As more people enroll in Medicare-X, hospitals would bill private insurers more to offset the losses. Private insurers would then hike premiums on enrollees to make up the difference, which would push more people to the subsidized refuge of the public option. And the cycle would repeat.

Eventually, the pool of potential customers for private insurers would be so small that they’d leave the market. The federal government might even hasten this transition by offering private insurers contracts to administer Medicare-X plans.

Insurance companies would be hard pressed to turn down such a deal.
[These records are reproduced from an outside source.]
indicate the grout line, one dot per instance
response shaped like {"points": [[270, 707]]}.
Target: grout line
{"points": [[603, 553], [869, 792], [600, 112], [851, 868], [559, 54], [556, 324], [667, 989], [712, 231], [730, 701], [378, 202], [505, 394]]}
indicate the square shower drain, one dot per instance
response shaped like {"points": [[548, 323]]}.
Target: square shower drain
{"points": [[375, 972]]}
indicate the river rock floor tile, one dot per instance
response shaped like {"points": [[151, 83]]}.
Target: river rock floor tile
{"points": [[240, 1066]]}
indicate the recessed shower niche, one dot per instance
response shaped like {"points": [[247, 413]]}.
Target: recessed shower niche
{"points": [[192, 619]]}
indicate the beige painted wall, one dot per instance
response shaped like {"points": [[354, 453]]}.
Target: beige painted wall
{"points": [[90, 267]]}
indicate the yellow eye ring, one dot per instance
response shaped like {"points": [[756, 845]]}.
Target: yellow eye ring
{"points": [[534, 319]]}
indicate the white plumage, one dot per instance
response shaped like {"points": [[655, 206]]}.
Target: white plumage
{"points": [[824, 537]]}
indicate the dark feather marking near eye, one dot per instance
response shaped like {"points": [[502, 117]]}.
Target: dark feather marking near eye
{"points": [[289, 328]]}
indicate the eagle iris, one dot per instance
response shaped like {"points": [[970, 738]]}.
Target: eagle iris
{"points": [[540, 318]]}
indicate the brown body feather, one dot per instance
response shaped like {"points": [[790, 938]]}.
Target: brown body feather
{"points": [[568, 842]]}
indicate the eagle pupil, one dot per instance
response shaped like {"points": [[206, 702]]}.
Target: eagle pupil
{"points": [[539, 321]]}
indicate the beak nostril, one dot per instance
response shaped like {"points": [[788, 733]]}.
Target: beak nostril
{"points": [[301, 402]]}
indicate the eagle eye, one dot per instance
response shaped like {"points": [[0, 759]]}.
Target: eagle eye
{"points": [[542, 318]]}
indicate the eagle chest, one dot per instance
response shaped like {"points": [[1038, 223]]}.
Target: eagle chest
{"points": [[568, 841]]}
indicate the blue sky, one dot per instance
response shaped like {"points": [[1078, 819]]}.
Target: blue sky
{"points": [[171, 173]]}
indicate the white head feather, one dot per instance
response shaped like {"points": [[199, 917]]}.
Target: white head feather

The insurance giant Humana made a similar calculation this year, when it announced it would stop selling employer-sponsored insurance in order to focus on selling more lucrative options—namely, government health plans.

Public option supporters are quick to point out that seven in 10 Americans support their plan. But just one in 10 Americans supports eliminating private insurance—that is, the public option’s logical conclusion. In other words, plans like Medicare-X are only popular because the politicians pushing them are bending the truth.

There’s no telling when Democrats will dust off Medicare-X again. When they do, they’ll make their case with the same misleading pitch as always. Voters shouldn’t be swayed.